There is Lucy (Leandra Leal) and Adrian (Manolo Carona), and a lot of alcohol, and a festival hookup that becomes something much more involved, with arms and legs growing from this relationship in the form of other film-makers, actors, meeting again at and around other festivals as we add a Lucero and a Du and a DJ and a Camila and allusions to a Gregorio and a prize here and a film there and a succession of iPhones and cameras from DSLRs to a four-eyed pull-cord Lomographic SuperSampler, and that's just the ones in the action, not those recording it.
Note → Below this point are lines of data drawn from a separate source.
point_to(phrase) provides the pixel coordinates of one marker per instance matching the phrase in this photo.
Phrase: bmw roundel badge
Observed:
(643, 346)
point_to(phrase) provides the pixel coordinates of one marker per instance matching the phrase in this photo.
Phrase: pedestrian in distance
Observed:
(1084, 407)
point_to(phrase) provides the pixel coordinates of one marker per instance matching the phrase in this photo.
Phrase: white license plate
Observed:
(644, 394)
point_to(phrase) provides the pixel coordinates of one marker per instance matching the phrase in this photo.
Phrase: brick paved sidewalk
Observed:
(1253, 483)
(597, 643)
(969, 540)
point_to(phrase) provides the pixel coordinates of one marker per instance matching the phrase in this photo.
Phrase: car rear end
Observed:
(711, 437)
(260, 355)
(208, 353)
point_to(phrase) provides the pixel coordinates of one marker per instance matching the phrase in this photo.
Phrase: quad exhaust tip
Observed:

As a project, Love Film Festival is impressive - four directors, four countries, polylingual, starting in 2009 and finishing (by my arithmetic) in 2016. As a film, maybe less so. Your reviewer is pretty confident that there are probably some people whose short film festival experiences are all whirlwind affairs and copious alcohol (not necessarily in that order) rather than a grim shuffle between keyboard and screen and screen and keyboard punctuated only by leafing through catalogues and paging through spreadsheets and the occasional sandwich. They are probably also people who use the word 'romantic' without thinking of indebted syphilitics trading poesy for ill-advised adventurism in foreign wars. This is possibly a film for them.
It is a romance, certainly, and the multi-city leap-skip-hop of its recurrent "one year laters" will doubtless appeal to those fans of Before Sunset and so on, of those who hope for better lives, of "one true loves" and grand passions, of star-crossed and winsome and handsome. This is clearly a film made by people who love film - the snippets of short film we see 'twixt the shoulders of the couple seated certainly seem spot on. The festival experiences are a touch more glamorous than most, but that's part of the romance. Manuela Dias' film (and as she's the sole writer that's a fair description even if she shares directing credit) is trying something, and that effort is to be applauded.
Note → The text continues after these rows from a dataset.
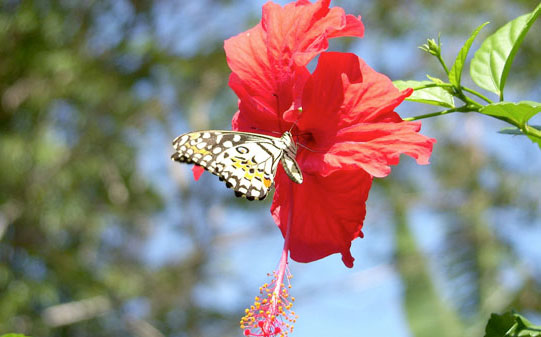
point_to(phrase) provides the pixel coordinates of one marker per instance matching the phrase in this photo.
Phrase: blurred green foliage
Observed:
(81, 83)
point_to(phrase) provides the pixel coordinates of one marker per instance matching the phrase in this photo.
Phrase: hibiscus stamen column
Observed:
(271, 313)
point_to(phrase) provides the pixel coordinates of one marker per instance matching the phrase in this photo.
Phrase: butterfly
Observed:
(247, 162)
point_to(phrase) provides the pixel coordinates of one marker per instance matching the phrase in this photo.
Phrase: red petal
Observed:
(268, 60)
(324, 94)
(197, 172)
(328, 213)
(371, 100)
(371, 147)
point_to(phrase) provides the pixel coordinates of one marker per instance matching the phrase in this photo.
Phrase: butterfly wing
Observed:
(247, 162)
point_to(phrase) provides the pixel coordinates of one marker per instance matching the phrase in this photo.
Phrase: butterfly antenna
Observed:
(263, 130)
(309, 149)
(278, 112)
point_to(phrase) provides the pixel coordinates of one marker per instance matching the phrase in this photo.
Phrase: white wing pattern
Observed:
(247, 162)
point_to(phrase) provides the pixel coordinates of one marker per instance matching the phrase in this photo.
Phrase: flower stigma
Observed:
(271, 313)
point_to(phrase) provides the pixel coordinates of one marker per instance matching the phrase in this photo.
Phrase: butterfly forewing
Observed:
(247, 162)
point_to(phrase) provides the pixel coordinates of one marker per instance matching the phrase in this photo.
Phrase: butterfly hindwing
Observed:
(247, 162)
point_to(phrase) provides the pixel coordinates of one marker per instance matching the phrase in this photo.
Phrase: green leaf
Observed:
(491, 63)
(519, 113)
(456, 71)
(536, 140)
(510, 324)
(432, 95)
(517, 131)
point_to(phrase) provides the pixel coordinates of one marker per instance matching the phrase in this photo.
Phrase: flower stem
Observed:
(285, 250)
(443, 63)
(473, 92)
(438, 113)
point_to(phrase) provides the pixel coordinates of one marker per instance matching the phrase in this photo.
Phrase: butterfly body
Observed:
(247, 162)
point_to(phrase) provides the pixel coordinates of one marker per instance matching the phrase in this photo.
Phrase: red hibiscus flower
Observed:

The presence within the film of a film that's based on the core relationship does invite suspicions that this might be a recursive 'roman a clef' but it is perhaps in the details that suggest obfuscated anecdote that make the film strongest - the hotel picture become breakfast tray, the door-stopping award, the six year gestation ensuring that 2009 looks like 2009 looked because that was 2009 that was shot. It's not quite Boyhood, but it's visible in the cast as events unfold - these are people changing in fact, even as the fiction unfolds.
There are weaknesses - limited capacity for re-shoots aside, there are some issues with sound that are boringly technical, the limitations of location and the noises of microphone setups - and it's an unapologetic romance, a proper girl-meets-boy, from near-miss to meet-cute to star-crossed to star-struck and for all the logistical ambition and achievement it's differentiated more by setting than by sentiment. Weaknesses are not the whole of it though, there are strengths, undoubtedly, two convincing central performances, great use of various locations, and as a glimpse into the international Latin (American) film festival circuit it's both love story and gazetteer.
There are a few ways to read the title, but the most apt is that this is a miniature festival of films about love - five, all told, and charming, and thought it's not for everyone it shows enough film-loving audiences to deserve one of its own.